ATTI

MOMENTO DELLO SPIRITO
LA GIOIA DEL LIMITE
Il limite non è fallimento

p. Silvio Turazzi

Prendete il mio intervento come momento di amicizia. Partecipo volentieri al Convegno. Sono grato al CEM per il lavoro che da molti anni sta svolgendo nell'ambito dell'educazione e della formazione. Mi unisco a voi come missionario e come compagno di strada. Ci sentiamo molto uniti nel rispetto della storia e dell'identità di ciascuno. Do quello che ho e condivido ciò che ho vissuto, qualcosa della mia vita, come ognuno di noi potrebbe fare questa sera. Penso sia una cosa bella raccontarsi la propria vita.

Sono figlio di una famiglia di contadini del ferrarese, dico questo perché mi piace molto vedere come ognuno di noi fa parte di questa grande famiglia umana - sei miliardi di persone - e ognuno di noi non è che un puntino che accoglie dentro di sé il mistero della vita; ma è anche una cosa grande, non perché un uomo è grande ma perché è "uomo". La grandezza è legata all'uomo come tale. Ricordo mio padre, mia madre e i due ettari di terra& E ricordo come una volta da bambino io e mio fratello ci eravamo messi in cammino per andare a prendere il sole&, metterlo in un sacco e portarlo a casa; era così bello il sole d'autunno! Esso cadeva sempre là, oltre la siepe.

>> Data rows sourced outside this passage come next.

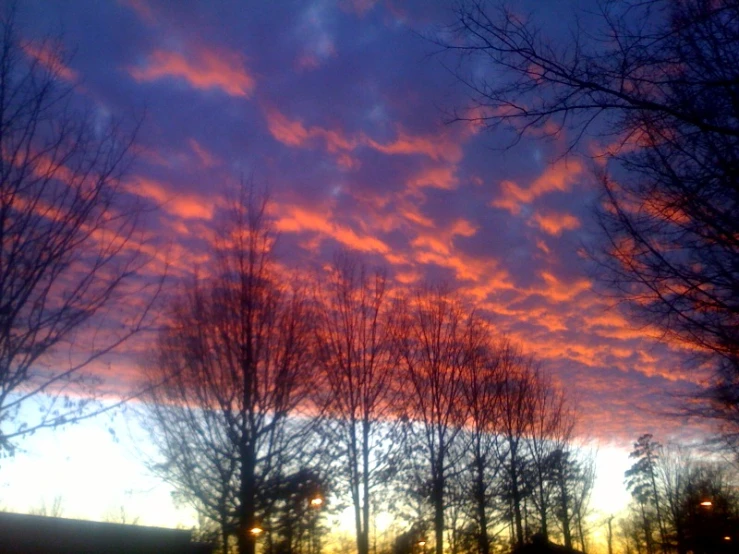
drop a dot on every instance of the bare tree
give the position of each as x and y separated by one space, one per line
661 79
354 336
481 378
233 366
551 429
437 340
517 390
68 249
55 510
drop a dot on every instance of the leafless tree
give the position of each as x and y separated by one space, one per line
233 365
481 378
660 79
355 350
551 430
437 340
69 254
55 510
517 389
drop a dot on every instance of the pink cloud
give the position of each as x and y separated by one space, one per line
297 219
558 177
49 56
554 223
205 69
206 158
185 206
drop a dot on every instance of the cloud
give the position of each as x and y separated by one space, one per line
439 148
185 206
50 56
554 223
207 159
559 176
205 69
297 219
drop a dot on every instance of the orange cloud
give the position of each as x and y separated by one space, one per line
296 219
206 158
440 177
49 56
556 177
435 147
294 133
185 206
206 69
554 223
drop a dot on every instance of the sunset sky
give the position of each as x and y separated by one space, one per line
341 109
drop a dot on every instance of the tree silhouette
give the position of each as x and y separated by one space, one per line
641 479
232 364
68 246
659 78
354 345
437 339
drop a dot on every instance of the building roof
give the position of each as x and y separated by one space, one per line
28 534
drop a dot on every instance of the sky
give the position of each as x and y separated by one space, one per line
341 109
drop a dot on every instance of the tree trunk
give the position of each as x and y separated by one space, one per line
438 491
483 541
516 500
363 544
246 540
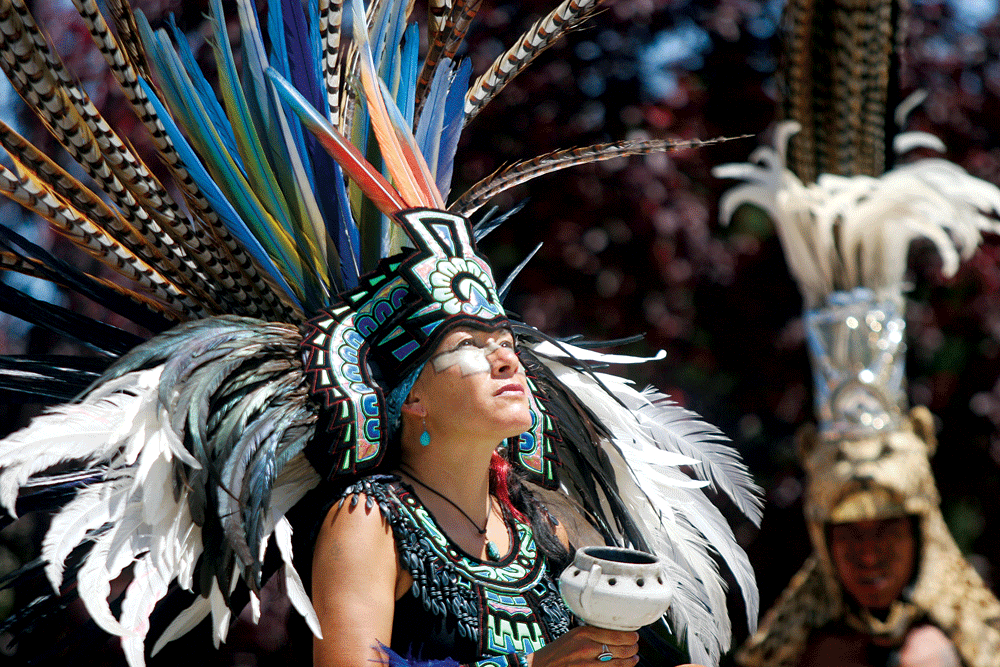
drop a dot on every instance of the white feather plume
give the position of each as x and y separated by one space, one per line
846 232
131 515
650 439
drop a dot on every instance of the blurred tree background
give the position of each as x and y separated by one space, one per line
634 246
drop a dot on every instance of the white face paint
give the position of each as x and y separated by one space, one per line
469 357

Eravamo una famiglia normale, bella, che mi ha dato il gusto della vita. Poi mi piaceva Gesù, come se ne parlava, in paese e dal parroco. Mi ha affascinato questo personaggio che non vedevo, ma di cui tutti parlavano. Mi piaceva fare ciò che diceva. Sono entrato in seminario pensando di fare un po' il mestiere di Gesù. E poi mi hanno detto che ci sarebbe stato da studiare; non capivo& credevo che bastasse leggere quel "libro" della messa. In seminario c'è stato l'incontro con Cristo. Un incontro personale, lento, faticoso& man mano che diventavo adolescente e aprivo gli occhi alla vita. Mi ha aiutato molto la piccola Teresa di Lisieux: ella mi aprì la strada coi suoi suggerimenti: diventare piccoli, semplici, accettarsi come si è, con i propri limiti. In fondo lei diceva che uno più è piccolo più è adatto. Ripensando un po' alla mia vita vedo che questa piccola donna per me è stata una grande maestra. Tante volte ho dovuto prendere delle posizioni o presentarmi davanti alle autorità o, diciamo, assumere delle responsabilità nella vita sapendo che quello che conta è essere profondamente onesti. Allora le parole di Gesù, ascoltate con Teresa di Lisieux, diventavano davvero il tesoro nascosto: essere semplici, imparare ad amare, a perdonare, ad essere fratelli, a camminare insieme. Era scoprire e penetrare il "senso del mistero Il senso del mistero ci aiuta a camminare e ci invita a non vivere nella superficialità, ma ad entrare nel profondo di noi stessi, a cercare nella verità. È importante imparare a "mettersi in ginocchio" davanti alla vita, con un atteggiamento di grande rispetto, di ascolto, del mistero che ci avvolge. Si fa presto a dire: "Io credo", ma è solo il piccolo linguaggio degli uomini. Noi siamo avvolti dalla vita che non abbiamo mai posseduto prima, una vita che ci accoglie e ci è data "in gestione". La persona di Gesù rappresenta per me il volto di questo mistero che mi viene incontro e mi parla. Questo mi è sembrato molto importante anche se nell'adolescenza e nella giovinezza lo capivo vagamente. Uno vorrebbe essere subito adulto, afferrare, ma poi si accorge che non si arriva mai. Tu cresci in esperienza, proprio del tuo limite, del tuo poco e in questo senso tu piano piano sei come afferrato, come dice Gesù: "Dall'intimo di chi crede in me scaturiranno fiumi di acqua viva" non tanto perché io sia l'acqua, ma perché la sua acqua, il suo torrente può passare dentro di me, come dentro ciascuno di noi.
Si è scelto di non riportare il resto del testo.